Two generations of the single-part, low-cost prosthetic foot made from nylon.
Photograph courtesy of the study’s authors.
A research team at the Massachusetts Institute of Technology (MIT) has produced a customized prosthetic foot that can be inexpensively mass-produced and mimics an able-bodied gait. The shape and stiffness of the prosthetic foot is based on the user’s height and weight, and additional fine tuning by a prosthetist produces a gait that is similar to someone without an amputation.
Instead of designing a prosthetic foot to replicate the motions of an able-bodied foot, the researchers looked to design a prosthetic foot that would produce lower-leg motions similar to an able-bodied person’s lower leg as they walk. The team calculated how varying the mechanics of the foot affected movement of the lower leg. The mathematical model describes the stiffness, possible motion, and shape of the foot by calculating the lower leg trajectory error (LLTE). (The LLTE is the root-mean-square error between the lower-leg trajectory calculated for a given prosthetic foot’s deformed shape under typical ground reaction forces, and a target physiological lower-leg trajectory that they used from published gait data that monitored steps of people without amputations.) The authors’ prior work has shown that feet with optimized LLTE values can accurately replicate physiological kinematics and kinetics.
To determine the ideal fit, the prosthetist would use height and weight data from a table to choose the initial model and then adjust it to the user’s preferred level of stiffness or compliance.

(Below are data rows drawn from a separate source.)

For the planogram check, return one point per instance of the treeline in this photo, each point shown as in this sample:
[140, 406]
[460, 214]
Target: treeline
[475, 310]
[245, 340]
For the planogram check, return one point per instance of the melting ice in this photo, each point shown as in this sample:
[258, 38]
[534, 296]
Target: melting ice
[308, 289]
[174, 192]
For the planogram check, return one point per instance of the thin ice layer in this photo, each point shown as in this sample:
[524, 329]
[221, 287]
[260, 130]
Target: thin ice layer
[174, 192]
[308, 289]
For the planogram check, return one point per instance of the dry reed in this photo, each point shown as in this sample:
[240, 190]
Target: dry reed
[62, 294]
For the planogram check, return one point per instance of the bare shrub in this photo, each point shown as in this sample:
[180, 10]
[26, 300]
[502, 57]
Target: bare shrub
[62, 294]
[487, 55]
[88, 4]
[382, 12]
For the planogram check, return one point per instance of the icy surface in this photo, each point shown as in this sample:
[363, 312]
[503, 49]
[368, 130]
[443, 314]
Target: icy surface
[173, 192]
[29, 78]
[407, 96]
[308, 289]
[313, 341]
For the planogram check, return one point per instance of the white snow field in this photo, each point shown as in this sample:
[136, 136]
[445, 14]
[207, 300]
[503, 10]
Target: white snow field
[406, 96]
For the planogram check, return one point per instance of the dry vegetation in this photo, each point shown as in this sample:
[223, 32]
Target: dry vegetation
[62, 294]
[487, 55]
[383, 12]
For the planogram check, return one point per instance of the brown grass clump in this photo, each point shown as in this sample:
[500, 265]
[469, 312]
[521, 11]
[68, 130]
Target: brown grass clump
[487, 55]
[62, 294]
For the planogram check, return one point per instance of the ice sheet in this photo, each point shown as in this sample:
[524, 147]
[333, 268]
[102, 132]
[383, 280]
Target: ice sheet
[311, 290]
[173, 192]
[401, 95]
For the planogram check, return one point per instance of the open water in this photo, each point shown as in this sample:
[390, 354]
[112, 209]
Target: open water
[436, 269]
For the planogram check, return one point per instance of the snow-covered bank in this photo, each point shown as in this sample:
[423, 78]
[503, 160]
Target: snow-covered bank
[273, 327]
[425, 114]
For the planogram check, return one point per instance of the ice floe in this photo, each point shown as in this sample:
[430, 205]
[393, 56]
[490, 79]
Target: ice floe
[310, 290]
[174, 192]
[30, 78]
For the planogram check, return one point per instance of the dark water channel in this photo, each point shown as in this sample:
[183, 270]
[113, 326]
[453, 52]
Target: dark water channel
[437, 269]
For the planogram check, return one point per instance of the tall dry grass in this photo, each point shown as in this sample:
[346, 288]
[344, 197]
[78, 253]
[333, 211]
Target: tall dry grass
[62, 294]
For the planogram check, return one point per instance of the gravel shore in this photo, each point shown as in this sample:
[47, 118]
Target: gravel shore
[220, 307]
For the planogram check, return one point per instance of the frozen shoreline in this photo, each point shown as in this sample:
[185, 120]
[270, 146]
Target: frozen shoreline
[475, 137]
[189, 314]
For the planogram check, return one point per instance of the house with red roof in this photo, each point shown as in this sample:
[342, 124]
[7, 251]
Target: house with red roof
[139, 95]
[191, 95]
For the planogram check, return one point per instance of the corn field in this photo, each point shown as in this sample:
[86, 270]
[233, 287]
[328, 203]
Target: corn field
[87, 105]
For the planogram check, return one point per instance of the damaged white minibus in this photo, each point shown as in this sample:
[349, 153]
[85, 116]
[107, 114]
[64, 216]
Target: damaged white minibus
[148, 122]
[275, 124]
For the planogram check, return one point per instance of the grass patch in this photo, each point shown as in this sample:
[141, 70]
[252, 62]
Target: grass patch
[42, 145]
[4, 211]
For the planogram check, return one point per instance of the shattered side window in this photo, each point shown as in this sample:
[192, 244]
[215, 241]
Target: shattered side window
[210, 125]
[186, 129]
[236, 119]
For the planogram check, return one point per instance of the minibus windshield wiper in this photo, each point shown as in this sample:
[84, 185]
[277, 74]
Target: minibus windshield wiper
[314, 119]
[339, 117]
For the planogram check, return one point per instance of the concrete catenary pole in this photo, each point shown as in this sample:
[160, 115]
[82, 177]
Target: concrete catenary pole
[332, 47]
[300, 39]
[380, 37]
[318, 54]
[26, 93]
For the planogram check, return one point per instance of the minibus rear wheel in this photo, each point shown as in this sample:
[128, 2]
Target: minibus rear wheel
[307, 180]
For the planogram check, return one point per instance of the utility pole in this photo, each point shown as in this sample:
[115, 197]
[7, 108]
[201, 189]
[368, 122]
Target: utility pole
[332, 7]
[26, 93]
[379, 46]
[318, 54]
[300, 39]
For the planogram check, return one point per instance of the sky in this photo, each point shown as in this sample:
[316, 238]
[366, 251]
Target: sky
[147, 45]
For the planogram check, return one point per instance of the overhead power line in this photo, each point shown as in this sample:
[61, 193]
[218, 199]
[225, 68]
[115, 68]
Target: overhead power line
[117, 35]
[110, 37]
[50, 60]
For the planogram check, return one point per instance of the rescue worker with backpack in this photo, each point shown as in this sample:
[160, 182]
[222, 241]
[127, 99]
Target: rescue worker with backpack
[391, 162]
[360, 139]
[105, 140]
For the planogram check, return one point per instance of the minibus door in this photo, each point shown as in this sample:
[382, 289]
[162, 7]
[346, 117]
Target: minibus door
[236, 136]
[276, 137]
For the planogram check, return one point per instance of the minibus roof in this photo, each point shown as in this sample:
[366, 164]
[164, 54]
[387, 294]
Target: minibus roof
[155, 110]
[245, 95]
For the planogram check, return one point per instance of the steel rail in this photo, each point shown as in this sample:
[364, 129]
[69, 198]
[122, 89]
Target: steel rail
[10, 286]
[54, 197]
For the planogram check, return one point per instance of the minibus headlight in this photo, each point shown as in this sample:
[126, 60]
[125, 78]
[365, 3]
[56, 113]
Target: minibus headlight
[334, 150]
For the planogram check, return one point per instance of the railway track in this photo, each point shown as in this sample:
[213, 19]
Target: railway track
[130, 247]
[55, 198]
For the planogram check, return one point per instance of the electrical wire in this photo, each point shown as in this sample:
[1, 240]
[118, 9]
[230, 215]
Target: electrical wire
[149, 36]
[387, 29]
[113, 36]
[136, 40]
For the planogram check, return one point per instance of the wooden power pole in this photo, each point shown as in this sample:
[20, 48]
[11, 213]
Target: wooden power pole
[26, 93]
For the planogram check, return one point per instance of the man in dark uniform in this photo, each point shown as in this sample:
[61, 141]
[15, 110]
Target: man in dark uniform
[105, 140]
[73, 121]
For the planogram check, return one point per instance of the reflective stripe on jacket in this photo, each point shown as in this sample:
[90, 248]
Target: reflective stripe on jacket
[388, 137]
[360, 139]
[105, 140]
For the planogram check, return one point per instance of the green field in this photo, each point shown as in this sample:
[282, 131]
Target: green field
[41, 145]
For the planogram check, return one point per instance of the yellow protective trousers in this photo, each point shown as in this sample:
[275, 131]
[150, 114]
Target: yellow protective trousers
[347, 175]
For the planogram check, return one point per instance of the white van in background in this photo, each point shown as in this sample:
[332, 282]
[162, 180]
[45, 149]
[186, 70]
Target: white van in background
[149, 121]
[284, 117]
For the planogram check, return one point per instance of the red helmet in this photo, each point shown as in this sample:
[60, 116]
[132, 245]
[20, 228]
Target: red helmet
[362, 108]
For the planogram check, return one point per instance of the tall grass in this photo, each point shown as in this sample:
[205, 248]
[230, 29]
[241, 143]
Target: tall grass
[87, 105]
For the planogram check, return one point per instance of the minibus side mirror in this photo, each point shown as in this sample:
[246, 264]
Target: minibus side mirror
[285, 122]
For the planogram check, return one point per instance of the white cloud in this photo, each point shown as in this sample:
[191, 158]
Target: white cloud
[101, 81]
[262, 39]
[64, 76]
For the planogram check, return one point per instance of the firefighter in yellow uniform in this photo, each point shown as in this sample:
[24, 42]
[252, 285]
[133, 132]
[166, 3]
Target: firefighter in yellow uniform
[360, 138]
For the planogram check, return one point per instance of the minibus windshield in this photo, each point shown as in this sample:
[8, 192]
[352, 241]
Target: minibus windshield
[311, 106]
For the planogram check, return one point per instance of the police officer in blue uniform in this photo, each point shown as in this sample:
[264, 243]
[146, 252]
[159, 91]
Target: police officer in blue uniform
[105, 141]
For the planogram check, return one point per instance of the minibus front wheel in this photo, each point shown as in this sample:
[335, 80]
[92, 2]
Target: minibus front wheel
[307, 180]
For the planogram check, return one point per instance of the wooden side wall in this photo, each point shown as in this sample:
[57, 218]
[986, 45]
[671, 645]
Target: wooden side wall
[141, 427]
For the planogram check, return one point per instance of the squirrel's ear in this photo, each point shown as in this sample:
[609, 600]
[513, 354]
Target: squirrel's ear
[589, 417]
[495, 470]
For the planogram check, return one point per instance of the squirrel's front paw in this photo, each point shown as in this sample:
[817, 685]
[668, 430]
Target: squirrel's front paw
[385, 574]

“Particularly in limb fitment camps, where a patient may interact with a technician for only a matter of minutes to have a foot fitted, there is a lot of value in a lookup table where the technician can choose a foot based on the patient size and bodyweight,” Amos Winter, PhD, an assistant professor in the Department of Mechanical Engineering at MIT, told the Alliance of Advanced BioMedical Engineering. “But we also have to account for user-centered preferences. Some people may prefer a stiffer or more compliant foot, so there might be some iteration in the process. The lookup table could provide an accurate first guess, and then the prosthetist could use their experience and patient feedback to dial in the correct stiffness.”
The team conducted load testing of the foot and tested prototypes on six people with transtibial amputations in India—the target users for the technology; the feedback confirmed for the researchers that the foot is ready for extended field trials, which are expected to begin in 2019.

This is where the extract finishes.